Many churches throughout the world use a Bible reading schedule called a "lectionary." It's just a fancy word meaning "selected readings." Posts like this reflect on the readings for an upcoming Sunday or other Church holiday, as found in the three-year lectionary.
Many modern people in the West have some sort of an idea of Christianity. But that view of Christianity rarely has much to do with the very specific descriptions of God’s holiness and sovereign power made in the Bible. Psalm 29 describes God as full of splendor, holy, and powerful. He is the one whose voice can snap mighty trees like the are twigs. His voice makes a whole nation jump like a calf. He provokes a response from all the people, and that response is to sing His glory.
How different this is from the “God is my peace” that people will talk about, the peace and beauty of a non-judgmental sorta mushy kinda loving always accepting godthing who likes us to go fishing or hiking and who would never let anything bad happen to anyone on purpose.
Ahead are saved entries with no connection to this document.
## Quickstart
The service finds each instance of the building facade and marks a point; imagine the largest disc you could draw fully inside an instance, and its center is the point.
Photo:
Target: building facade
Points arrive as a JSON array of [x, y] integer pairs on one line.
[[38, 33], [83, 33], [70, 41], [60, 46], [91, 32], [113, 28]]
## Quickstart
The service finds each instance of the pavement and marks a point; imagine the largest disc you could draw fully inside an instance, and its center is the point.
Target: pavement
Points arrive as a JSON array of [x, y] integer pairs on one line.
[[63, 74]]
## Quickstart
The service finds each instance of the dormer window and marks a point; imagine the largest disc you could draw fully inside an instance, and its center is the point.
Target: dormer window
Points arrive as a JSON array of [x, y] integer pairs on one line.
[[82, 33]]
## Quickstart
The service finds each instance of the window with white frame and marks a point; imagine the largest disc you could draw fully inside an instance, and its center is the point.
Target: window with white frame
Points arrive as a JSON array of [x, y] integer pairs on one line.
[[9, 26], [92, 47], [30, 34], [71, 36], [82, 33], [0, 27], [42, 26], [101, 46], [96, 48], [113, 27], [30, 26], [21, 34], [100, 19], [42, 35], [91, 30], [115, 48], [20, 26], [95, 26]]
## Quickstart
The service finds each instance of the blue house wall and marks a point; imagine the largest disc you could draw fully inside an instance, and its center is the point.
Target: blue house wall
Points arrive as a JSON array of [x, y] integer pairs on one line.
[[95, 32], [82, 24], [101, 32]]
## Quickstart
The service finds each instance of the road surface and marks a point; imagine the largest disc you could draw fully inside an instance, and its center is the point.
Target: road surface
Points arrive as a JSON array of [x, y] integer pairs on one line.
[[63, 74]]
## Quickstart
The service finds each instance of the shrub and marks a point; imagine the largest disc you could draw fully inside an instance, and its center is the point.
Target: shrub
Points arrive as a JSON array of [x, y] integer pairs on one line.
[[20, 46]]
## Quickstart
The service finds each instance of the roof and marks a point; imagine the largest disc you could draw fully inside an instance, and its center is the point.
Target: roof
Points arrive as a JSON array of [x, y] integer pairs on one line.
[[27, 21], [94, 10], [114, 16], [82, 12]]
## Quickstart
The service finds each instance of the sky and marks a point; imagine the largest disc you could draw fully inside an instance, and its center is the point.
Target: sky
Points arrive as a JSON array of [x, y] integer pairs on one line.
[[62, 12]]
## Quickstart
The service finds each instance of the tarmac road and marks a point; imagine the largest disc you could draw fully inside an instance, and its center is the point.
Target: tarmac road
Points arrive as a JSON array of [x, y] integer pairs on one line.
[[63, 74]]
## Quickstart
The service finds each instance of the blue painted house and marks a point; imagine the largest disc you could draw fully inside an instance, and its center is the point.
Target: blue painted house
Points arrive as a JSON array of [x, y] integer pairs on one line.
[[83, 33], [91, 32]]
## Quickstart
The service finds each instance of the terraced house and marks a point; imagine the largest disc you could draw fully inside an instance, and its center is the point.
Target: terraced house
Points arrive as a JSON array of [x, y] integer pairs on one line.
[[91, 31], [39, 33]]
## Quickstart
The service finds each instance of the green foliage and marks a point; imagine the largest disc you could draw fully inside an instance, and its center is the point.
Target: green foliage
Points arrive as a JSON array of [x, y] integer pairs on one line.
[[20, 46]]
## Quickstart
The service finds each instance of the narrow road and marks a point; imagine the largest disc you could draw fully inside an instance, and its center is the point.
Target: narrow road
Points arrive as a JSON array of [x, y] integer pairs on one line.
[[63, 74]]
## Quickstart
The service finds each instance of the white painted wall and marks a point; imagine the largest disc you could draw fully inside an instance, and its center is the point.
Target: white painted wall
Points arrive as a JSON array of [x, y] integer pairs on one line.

As we move into the Trinity season, the part of the Church year when we walk step by step through many of the foundational events of early Christianity, seeing how God has provided for His people, may we not lose sight of the true God. This is the enthroned king who can do according to his good pleasure. And what is his pleasure? In verse eleven of Psalm 29 we read that He gives strength to his people. This strength is a blessing of peace. Even when God’s voice is breaking trees, thundering, and making nations jump and leap, He gives a blessing of peace. The tree and even the ground is not our place of stability. God’s presence is.